Pair Corralation between Elfun Diversified and Multimanager Lifestyle
Assuming the 90 days horizon Elfun Diversified Fund is expected to generate 1.78 times more return on investment than Multimanager Lifestyle. However, Elfun Diversified is 1.78 times more volatile than Multimanager Lifestyle Servative. It trades about 0.28 of its potential returns per unit of risk. Multimanager Lifestyle Servative is currently generating about 0.27 per unit of risk. If you would invest 2,099 in Elfun Diversified Fund on May 14, 2025 and sell it today you would earn a total of 138.00 from holding Elfun Diversified Fund or generate 6.57% return on investment over 90 days.

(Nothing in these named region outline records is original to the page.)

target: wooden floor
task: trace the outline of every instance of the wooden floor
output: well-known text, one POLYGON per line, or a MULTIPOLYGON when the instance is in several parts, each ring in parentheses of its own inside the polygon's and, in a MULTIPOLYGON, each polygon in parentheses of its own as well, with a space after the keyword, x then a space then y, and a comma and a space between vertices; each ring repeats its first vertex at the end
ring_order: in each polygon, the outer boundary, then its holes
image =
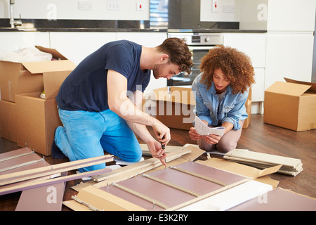
MULTIPOLYGON (((181 146, 185 143, 196 144, 195 141, 190 140, 187 131, 171 129, 171 131, 169 145, 181 146)), ((243 129, 237 148, 301 159, 303 171, 296 176, 279 174, 270 176, 280 181, 280 188, 316 198, 316 129, 296 132, 265 124, 263 115, 252 115, 251 124, 243 129)), ((18 148, 19 147, 15 143, 0 139, 0 153, 18 148)), ((205 158, 205 156, 201 158, 205 158)), ((51 157, 46 157, 45 160, 51 165, 67 162, 66 160, 54 160, 51 157)), ((79 182, 80 180, 67 182, 64 200, 70 200, 72 195, 77 194, 71 187, 79 182)), ((20 195, 20 193, 15 193, 0 196, 0 211, 15 210, 20 195)), ((62 210, 68 210, 62 207, 62 210)))

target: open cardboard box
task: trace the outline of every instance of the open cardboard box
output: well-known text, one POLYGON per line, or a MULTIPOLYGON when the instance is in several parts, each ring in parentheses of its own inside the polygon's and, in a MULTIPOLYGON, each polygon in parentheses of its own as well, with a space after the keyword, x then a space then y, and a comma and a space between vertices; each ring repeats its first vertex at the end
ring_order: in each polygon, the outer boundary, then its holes
MULTIPOLYGON (((32 62, 34 66, 43 67, 58 67, 60 70, 65 70, 62 68, 64 61, 69 61, 66 57, 53 49, 45 48, 39 46, 35 47, 42 52, 52 54, 53 60, 32 62)), ((69 61, 68 63, 71 63, 69 61)), ((18 79, 21 73, 25 70, 25 64, 29 63, 14 63, 0 60, 0 85, 1 99, 11 102, 15 101, 15 94, 18 86, 18 79)), ((50 71, 50 70, 46 70, 50 71)))
MULTIPOLYGON (((193 127, 195 113, 195 98, 190 88, 171 86, 154 90, 157 103, 156 118, 171 128, 189 130, 193 127)), ((243 128, 250 124, 251 116, 251 89, 249 89, 248 99, 245 103, 248 118, 243 128)), ((152 99, 153 100, 153 99, 152 99)))
POLYGON ((15 95, 18 145, 51 154, 55 129, 61 124, 55 98, 75 68, 70 60, 23 63, 15 95), (40 98, 45 90, 45 99, 40 98))
POLYGON ((16 104, 0 100, 1 137, 14 143, 17 142, 16 104))
POLYGON ((316 83, 284 78, 265 91, 263 122, 296 131, 316 128, 316 83))
POLYGON ((195 117, 195 99, 189 88, 164 87, 154 90, 156 96, 156 118, 171 128, 189 130, 195 117))

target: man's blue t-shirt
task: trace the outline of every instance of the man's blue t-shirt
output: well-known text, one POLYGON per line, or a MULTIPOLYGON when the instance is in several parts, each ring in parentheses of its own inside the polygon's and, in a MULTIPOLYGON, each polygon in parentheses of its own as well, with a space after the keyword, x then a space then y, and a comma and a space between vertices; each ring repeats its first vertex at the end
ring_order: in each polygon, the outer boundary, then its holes
POLYGON ((141 52, 142 46, 129 41, 105 44, 82 60, 65 79, 55 98, 58 107, 71 111, 109 109, 107 70, 126 77, 128 91, 134 92, 140 85, 144 91, 150 79, 150 70, 144 72, 140 70, 141 52))

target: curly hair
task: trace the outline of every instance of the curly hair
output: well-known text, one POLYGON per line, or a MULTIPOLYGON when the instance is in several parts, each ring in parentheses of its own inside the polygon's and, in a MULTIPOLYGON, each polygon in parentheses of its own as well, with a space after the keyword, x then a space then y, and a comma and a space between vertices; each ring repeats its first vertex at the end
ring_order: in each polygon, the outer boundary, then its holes
POLYGON ((208 89, 212 85, 214 70, 218 68, 230 81, 232 94, 244 93, 255 82, 250 58, 235 49, 217 46, 202 58, 200 70, 204 74, 201 82, 208 89))
POLYGON ((193 66, 192 53, 185 39, 169 37, 158 46, 157 49, 169 56, 169 62, 178 65, 181 72, 186 72, 188 75, 191 73, 193 66))

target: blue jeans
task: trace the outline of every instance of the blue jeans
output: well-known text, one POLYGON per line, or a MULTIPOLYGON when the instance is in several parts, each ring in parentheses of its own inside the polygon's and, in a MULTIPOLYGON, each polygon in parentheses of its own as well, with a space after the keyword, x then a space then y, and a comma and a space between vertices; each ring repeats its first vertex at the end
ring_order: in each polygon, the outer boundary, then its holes
MULTIPOLYGON (((138 162, 142 150, 125 120, 110 110, 100 112, 58 109, 63 127, 57 128, 55 142, 75 161, 104 155, 104 150, 125 161, 138 162)), ((87 172, 105 168, 105 163, 80 169, 87 172)))

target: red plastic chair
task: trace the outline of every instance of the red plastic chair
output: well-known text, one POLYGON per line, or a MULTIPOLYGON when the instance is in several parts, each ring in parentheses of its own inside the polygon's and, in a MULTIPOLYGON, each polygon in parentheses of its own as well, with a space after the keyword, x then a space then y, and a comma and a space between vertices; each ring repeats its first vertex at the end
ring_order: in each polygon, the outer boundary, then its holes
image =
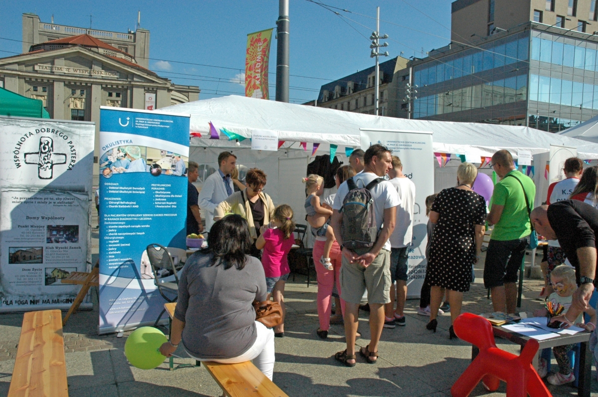
POLYGON ((491 392, 498 389, 501 380, 507 382, 507 397, 552 397, 532 365, 538 341, 530 339, 521 355, 515 356, 496 347, 492 326, 483 317, 464 313, 453 327, 457 336, 477 346, 480 353, 453 385, 453 397, 467 397, 483 378, 491 392))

Time Period | 3 Months [change] |
Direction | Moves Together |
Strength | Very Strong |
Accuracy | 100.0% |
Values | Daily Returns |
Elfun Diversified Fund vs. Multimanager Lifestyle Servati
Performance |
Timeline |
Elfun Diversified |
Multimanager Lifestyle |
Elfun Diversified and Multimanager Lifestyle Volatility Contrast
Predicted Return Density |
Returns |
Pair Trading with Elfun Diversified and Multimanager Lifestyle
The main advantage of trading using opposite Elfun Diversified and Multimanager Lifestyle positions is that it hedges away some unsystematic risk. Because of two separate transactions, even if Elfun Diversified position performs unexpectedly, Multimanager Lifestyle can make up some of the losses. Pair trading also minimizes risk from directional movements in the market. For example, if an entire industry or sector drops because of unexpected headlines, the short position in Multimanager Lifestyle will offset losses from the drop in Multimanager Lifestyle's long position.Elfun Diversified vs. Fidelity Real Estate | Elfun Diversified vs. Forum Real Estate | Elfun Diversified vs. Global Real Estate | Elfun Diversified vs. Franklin Real Estate |
Check out your portfolio center.Note that this page's information should be used as a complementary analysis to find the right mix of equity instruments to add to your existing portfolios or create a brand new portfolio. You can also try the Correlation Analysis module to reduce portfolio risk simply by holding instruments which are not perfectly correlated.